Introduction

As PIG-2397 pointed out, Pig is slower than Hive for some types of queries. In this doc, we simplify those queries and identify the bottlenecks of Pig's performance, and then we propose some possible optimization.

Environment Setup

Hadoop 1.0, Pig trunk, Hive trunk
TPC-H 1GB data
one EC2 large instance
1GB DFS block size (to enforce 1 map task), 1 reducer

Order-By Issues

Description

Currently Pig implements Order-By strictly by first using a MR job to sample the data before sorting. The sampling job can result in poor performance for two reasons:

it currently forces its previous pipelines to finish before it, which is likely to incur an extra job (PIG 2661);
for small data set, the Order-By is implemented with one reducer, where the sampling is not useful at all (PIG-483).

Queries

Pig

LineItems = LOAD '$input/lineitem' USING PigStorage('|') AS (orderkey:int, partkey, suppkey, linenumber, quantity, extendedprice, discount, tax, returnflag, linestatus, shipdate, commitdate, receiptdate, shipinstruct, shipmode, comment);

Result = Order LineItems by orderkey; 

STORE Result INTO '$output/OrderBy';

Hive

DROP TABLE lineitem;
DROP TABLE OrderBy;

-- create tables and load data
Create external table lineitem (L_ORDERKEY INT, L_PARTKEY INT, L_SUPPKEY INT, L_LINENUMBER INT, L_QUANTITY DOUBLE, L_EXTENDEDPRICE DOUBLE, L_DISCOUNT DOUBLE, L_TAX DOUBLE, L_RETURNFLAG STRING, L_LINESTATUS STRING, L_SHIPDATE STRING, L_COMMITDATE STRING, L_RECEIPTDATE STRING, L_SHIPINSTRUCT STRING, L_SHIPMODE STRING, L_COMMENT STRING) ROW FORMAT DELIMITED FIELDS TERMINATED BY '|' STORED AS TEXTFILE LOCATION '/tpch/1G/lineitem';

CREATE TABLE OrderBy (L_ORDERKEY INT, L_PARTKEY INT, L_SUPPKEY INT, L_LINENUMBER INT, L_QUANTITY DOUBLE, L_EXTENDEDPRICE DOUBLE, L_DISCOUNT DOUBLE, L_TAX DOUBLE, L_RETURNFLAG STRING, L_LINESTATUS STRING, L_SHIPDATE STRING, L_COMMITDATE STRING, L_RECEIPTDATE STRING, L_SHIPINSTRUCT STRING, L_SHIPMODE STRING, L_COMMENT STRING) ROW FORMAT DELIMITED FIELDS TERMINATED BY '|' STORED AS TEXTFILE;

-- the query
explain INSERT OVERWRITE TABLE OrderBy 
SELECT 
  * 
FROM 
  lineitem
Order By L_ORDERKEY;

Result

Proposal

As shown in the result, Pig uses three jobs for the order-by. The first job is the pipeline before the orderby, which is a LOAD and FOREACH in this query. The second job is the sampling. As mentioned in the jira, the sampling job should be dropped if #reducer has been set or estimated to one. Also, the previous pipeline should be merged into both the sampling job and the order-by job instead of being forced to finish in advance.

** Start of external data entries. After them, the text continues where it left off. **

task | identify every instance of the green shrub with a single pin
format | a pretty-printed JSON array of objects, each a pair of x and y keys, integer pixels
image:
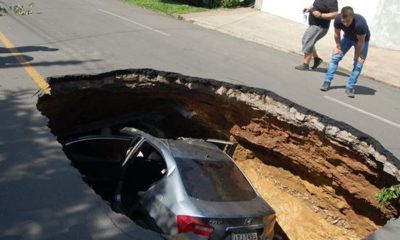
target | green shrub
[
  {"x": 227, "y": 3},
  {"x": 388, "y": 194}
]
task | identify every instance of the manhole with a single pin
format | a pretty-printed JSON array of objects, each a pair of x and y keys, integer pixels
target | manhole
[{"x": 320, "y": 175}]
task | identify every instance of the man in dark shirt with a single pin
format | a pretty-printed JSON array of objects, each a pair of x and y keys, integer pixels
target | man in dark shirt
[
  {"x": 321, "y": 13},
  {"x": 356, "y": 33}
]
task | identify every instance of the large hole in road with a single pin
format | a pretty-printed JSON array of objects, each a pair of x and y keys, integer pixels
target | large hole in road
[{"x": 318, "y": 174}]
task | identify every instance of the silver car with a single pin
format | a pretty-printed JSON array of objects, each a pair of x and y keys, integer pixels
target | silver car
[{"x": 184, "y": 186}]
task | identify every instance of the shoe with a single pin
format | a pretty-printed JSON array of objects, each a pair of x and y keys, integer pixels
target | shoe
[
  {"x": 317, "y": 62},
  {"x": 303, "y": 67},
  {"x": 325, "y": 86},
  {"x": 350, "y": 92}
]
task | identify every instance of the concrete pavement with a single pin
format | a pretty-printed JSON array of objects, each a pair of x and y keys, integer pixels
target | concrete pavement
[{"x": 285, "y": 35}]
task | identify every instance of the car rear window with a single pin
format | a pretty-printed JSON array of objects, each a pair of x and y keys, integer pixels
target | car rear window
[{"x": 214, "y": 180}]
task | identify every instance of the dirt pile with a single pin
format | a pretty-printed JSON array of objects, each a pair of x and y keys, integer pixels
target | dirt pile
[{"x": 319, "y": 174}]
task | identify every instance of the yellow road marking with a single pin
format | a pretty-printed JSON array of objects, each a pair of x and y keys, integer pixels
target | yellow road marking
[{"x": 35, "y": 75}]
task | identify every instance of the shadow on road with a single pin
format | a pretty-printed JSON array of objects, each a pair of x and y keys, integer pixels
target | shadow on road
[
  {"x": 27, "y": 49},
  {"x": 41, "y": 195},
  {"x": 14, "y": 61}
]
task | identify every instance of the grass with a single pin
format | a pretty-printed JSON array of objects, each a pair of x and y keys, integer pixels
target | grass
[{"x": 171, "y": 7}]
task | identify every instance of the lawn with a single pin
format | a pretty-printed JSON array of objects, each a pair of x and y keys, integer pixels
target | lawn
[{"x": 171, "y": 7}]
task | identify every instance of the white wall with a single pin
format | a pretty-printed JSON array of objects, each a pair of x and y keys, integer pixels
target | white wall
[{"x": 383, "y": 16}]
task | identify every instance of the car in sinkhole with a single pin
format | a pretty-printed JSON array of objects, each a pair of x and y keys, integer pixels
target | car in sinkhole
[{"x": 180, "y": 186}]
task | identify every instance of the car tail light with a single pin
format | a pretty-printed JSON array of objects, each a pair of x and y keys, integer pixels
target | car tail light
[
  {"x": 192, "y": 224},
  {"x": 269, "y": 224}
]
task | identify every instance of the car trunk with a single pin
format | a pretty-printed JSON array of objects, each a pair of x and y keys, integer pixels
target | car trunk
[{"x": 236, "y": 220}]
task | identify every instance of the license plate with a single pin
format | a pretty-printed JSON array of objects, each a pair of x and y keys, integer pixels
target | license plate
[{"x": 244, "y": 236}]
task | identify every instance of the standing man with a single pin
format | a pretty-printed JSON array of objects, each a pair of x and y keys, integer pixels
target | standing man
[
  {"x": 356, "y": 33},
  {"x": 321, "y": 13}
]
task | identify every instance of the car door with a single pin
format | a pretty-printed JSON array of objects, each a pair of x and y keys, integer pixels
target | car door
[
  {"x": 141, "y": 172},
  {"x": 99, "y": 160}
]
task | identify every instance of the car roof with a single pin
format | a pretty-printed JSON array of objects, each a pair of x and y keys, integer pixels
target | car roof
[
  {"x": 188, "y": 148},
  {"x": 198, "y": 149}
]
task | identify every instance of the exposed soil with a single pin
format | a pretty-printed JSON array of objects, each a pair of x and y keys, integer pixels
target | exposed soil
[
  {"x": 300, "y": 204},
  {"x": 319, "y": 175}
]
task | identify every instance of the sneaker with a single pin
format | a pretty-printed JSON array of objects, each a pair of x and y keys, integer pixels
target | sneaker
[
  {"x": 303, "y": 67},
  {"x": 325, "y": 86},
  {"x": 350, "y": 92},
  {"x": 317, "y": 62}
]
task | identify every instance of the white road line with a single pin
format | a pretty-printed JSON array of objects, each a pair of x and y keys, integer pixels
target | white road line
[
  {"x": 363, "y": 111},
  {"x": 134, "y": 22}
]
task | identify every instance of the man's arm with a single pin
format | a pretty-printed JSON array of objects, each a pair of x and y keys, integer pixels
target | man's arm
[
  {"x": 328, "y": 16},
  {"x": 308, "y": 9},
  {"x": 359, "y": 47},
  {"x": 337, "y": 41}
]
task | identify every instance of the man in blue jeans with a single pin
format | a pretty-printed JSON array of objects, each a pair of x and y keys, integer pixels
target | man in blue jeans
[{"x": 356, "y": 33}]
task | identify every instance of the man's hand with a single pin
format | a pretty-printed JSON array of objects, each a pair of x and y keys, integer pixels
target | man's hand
[{"x": 316, "y": 13}]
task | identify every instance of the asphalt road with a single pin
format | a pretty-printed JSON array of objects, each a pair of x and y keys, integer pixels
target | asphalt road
[{"x": 40, "y": 196}]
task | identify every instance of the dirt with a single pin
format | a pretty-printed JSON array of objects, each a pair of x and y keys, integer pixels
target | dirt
[
  {"x": 318, "y": 174},
  {"x": 300, "y": 204}
]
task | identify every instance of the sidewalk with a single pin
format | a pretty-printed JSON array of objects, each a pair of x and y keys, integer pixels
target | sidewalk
[{"x": 285, "y": 35}]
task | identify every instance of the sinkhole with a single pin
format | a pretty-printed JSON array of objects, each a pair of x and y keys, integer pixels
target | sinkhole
[{"x": 320, "y": 175}]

But note that Hive doesn't support total ordering sort. Therefore, Hive always uses one reducer for the Order-By, thus it doesn't have the issues Pig faces.

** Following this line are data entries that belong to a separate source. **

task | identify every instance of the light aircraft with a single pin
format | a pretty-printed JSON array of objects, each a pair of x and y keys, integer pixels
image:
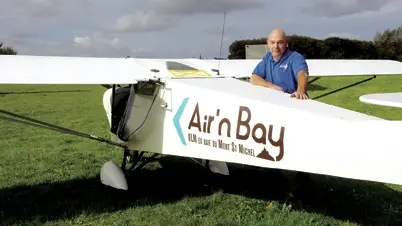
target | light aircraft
[{"x": 201, "y": 109}]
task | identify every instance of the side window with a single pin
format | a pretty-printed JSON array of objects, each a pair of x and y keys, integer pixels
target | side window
[{"x": 144, "y": 88}]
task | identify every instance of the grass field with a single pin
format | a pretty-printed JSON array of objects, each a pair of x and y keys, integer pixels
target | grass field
[{"x": 52, "y": 178}]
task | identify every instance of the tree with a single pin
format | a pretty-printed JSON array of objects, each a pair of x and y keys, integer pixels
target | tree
[
  {"x": 6, "y": 50},
  {"x": 389, "y": 44}
]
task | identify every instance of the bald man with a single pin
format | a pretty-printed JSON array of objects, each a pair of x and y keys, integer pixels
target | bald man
[{"x": 281, "y": 68}]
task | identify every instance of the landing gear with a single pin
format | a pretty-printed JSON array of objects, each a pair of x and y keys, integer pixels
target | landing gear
[
  {"x": 134, "y": 158},
  {"x": 116, "y": 177}
]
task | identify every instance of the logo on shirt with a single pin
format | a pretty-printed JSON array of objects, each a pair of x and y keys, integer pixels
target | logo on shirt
[{"x": 283, "y": 66}]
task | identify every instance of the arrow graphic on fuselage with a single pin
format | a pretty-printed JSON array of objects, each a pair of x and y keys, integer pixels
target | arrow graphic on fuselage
[{"x": 176, "y": 120}]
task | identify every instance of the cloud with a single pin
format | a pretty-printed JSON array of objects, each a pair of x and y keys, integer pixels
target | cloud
[
  {"x": 338, "y": 8},
  {"x": 140, "y": 21},
  {"x": 342, "y": 35},
  {"x": 205, "y": 6},
  {"x": 179, "y": 28}
]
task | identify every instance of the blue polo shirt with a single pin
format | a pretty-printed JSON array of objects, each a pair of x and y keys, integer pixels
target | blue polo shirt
[{"x": 282, "y": 73}]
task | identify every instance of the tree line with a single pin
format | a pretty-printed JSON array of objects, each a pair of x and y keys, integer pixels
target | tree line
[{"x": 385, "y": 45}]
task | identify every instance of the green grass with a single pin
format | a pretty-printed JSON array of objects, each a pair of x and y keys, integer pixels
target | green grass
[{"x": 52, "y": 178}]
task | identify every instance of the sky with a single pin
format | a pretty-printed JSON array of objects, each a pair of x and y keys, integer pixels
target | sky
[{"x": 180, "y": 28}]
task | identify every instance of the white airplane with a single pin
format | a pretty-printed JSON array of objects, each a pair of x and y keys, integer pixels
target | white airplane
[{"x": 201, "y": 109}]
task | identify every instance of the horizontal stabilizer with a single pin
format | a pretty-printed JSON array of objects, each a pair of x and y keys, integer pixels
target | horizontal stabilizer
[
  {"x": 384, "y": 99},
  {"x": 22, "y": 69}
]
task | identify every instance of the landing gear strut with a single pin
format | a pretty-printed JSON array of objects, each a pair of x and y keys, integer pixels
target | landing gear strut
[{"x": 116, "y": 177}]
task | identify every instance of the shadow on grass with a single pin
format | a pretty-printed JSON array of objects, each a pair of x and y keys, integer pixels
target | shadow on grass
[{"x": 360, "y": 202}]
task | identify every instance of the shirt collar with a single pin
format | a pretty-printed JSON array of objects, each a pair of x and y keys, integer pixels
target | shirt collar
[{"x": 284, "y": 55}]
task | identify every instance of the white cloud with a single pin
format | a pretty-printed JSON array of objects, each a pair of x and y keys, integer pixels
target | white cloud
[{"x": 179, "y": 28}]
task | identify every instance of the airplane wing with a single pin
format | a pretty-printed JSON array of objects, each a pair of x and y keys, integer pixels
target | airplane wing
[
  {"x": 24, "y": 69},
  {"x": 384, "y": 99},
  {"x": 317, "y": 67},
  {"x": 230, "y": 120}
]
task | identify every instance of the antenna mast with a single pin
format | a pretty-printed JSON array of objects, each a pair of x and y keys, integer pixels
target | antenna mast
[{"x": 220, "y": 52}]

Join Followed by Group on Same Keys

Description

Join followed by Group-By on the same keys is a common use case in TPC-H (at least four queries). Currently Pig compiles them into two separate queries and is unaware of the common keys between these two operators. Therefore, even though the data has been partitioned by the Join, it will be re-partitioned by the Group-By. Usually the output of Join involves huge amount of data, so the performance of current implementation is undesirable.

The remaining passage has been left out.